What are the core components of Windows Security System?

Followings are the core components that implement Windows security:
· Security reference monitor (SRM) A component in the Windows executive (\Windows\ System32\Ntoskrnl.exe) that is responsible for defining the access token data structure to represent a security context, performing security access checks on objects, manipulating privileges (user rights), and generating any resulting security audit messages.

· Local security authority subsystem (Lsass) A user-mode process running the image \Windows\System32\Lsass.exe that is responsible for the local system security policy (such as which users are allowed to log on to the machine, password policies, privileges granted to users and groups, and the system security auditing settings), user authentication, and sending security audit messages to the Event Log. The local security authority service (Lsasrv—\Windows\System32\Lsasrv.dll), a library that Lsass loads, implements most of this functionality.

· Lsass policy database A database that contains the local system security policy settings. This database is stored in the registry under HKLM\SECURITY. It includes such information as what domains are entrusted to authenticate logon attempts, who has permission to access the system and how (interactive, network, and service logons), who is assigned which privileges, and what kind of security auditing is to be performed. The Lsass policy database also stores "secrets" that include logon information used for cached domain logons and Windows service user-account logons.

· Security Accounts Manager (SAM) service: A set of subroutines responsible for managing the database that contains the usernames and groups defined on the local machine. The SAM service, which is implemented as \Windows\System32\Samsrv.dll, runs in the Lsass process.

· SAM database A database that on systems not functioning as domain controllers contains the defined local users and groups, along with their passwords and other attributes. On domain controllers the SAM stores the system's administrator recovery account definition and password. This database is stored in the registry under HKLM\SAM.

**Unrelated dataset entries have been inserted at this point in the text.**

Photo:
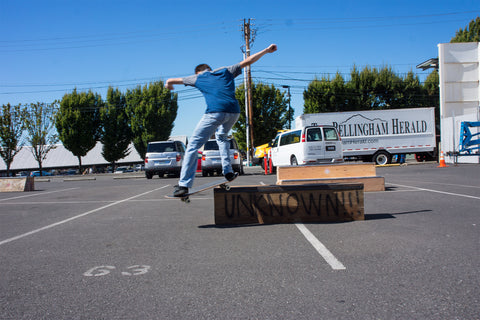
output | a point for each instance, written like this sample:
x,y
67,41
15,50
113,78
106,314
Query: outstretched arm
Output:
x,y
170,82
255,57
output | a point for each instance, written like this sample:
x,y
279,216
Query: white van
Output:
x,y
308,145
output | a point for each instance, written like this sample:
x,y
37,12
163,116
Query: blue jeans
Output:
x,y
219,123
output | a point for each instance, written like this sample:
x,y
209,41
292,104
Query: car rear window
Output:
x,y
161,147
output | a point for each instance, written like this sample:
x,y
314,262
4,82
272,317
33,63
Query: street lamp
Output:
x,y
289,106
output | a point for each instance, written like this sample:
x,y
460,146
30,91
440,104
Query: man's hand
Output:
x,y
170,82
272,48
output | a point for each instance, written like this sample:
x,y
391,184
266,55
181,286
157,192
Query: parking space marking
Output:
x,y
76,217
321,249
37,194
436,191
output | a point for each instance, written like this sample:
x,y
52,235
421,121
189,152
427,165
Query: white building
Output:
x,y
459,73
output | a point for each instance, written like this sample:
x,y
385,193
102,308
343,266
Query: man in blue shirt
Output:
x,y
218,88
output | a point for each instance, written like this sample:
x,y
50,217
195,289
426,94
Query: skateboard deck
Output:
x,y
221,183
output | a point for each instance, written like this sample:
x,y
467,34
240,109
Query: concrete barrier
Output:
x,y
17,184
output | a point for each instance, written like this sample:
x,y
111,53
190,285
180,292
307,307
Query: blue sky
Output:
x,y
47,48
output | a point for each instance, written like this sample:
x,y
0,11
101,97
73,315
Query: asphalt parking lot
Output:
x,y
117,249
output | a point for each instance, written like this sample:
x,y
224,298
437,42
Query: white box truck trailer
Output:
x,y
378,135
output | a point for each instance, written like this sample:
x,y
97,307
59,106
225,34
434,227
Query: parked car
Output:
x,y
307,145
199,164
211,161
164,157
123,170
37,173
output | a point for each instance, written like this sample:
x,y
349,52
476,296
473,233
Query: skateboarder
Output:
x,y
218,89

· Authentication packages These include dynamic-link libraries (DLLs) that run both in the context of the Lsass process and client processes and that implement Windows authentication policy. An authentication DLL is responsible for checking whether a given username and password match, and if so, returning to the Lsass information detailing the user's security identity, which LSASS uses to generate a token.

· Logon process (Winlogon) A user-mode process running \Windows\System32\ Winlogon.exe that is responsible for responding to the SAS and for managing interactive logon sessions. Winlogon creates a user's shell (user-interface) process when the user logs on.

· Graphical Identification and Authentication (GINA) A user-mode DLL that runs in the Winlogon process and that Winlogon uses to obtain a user's name and password or smartcard PIN. The standard GINA is \Windows\System32\Msgina.dll.

· Network logon service (Netlogon) A Windows service (\Windows\System32\ Netlogon.dll) that sets up the secure channel to a domain controller, over which security requests—such an interactive logon (if the domain controller is running Windows NT 4) or LAN Manager and NT LAN Manager (v1 and v2) authentication validation—are sent.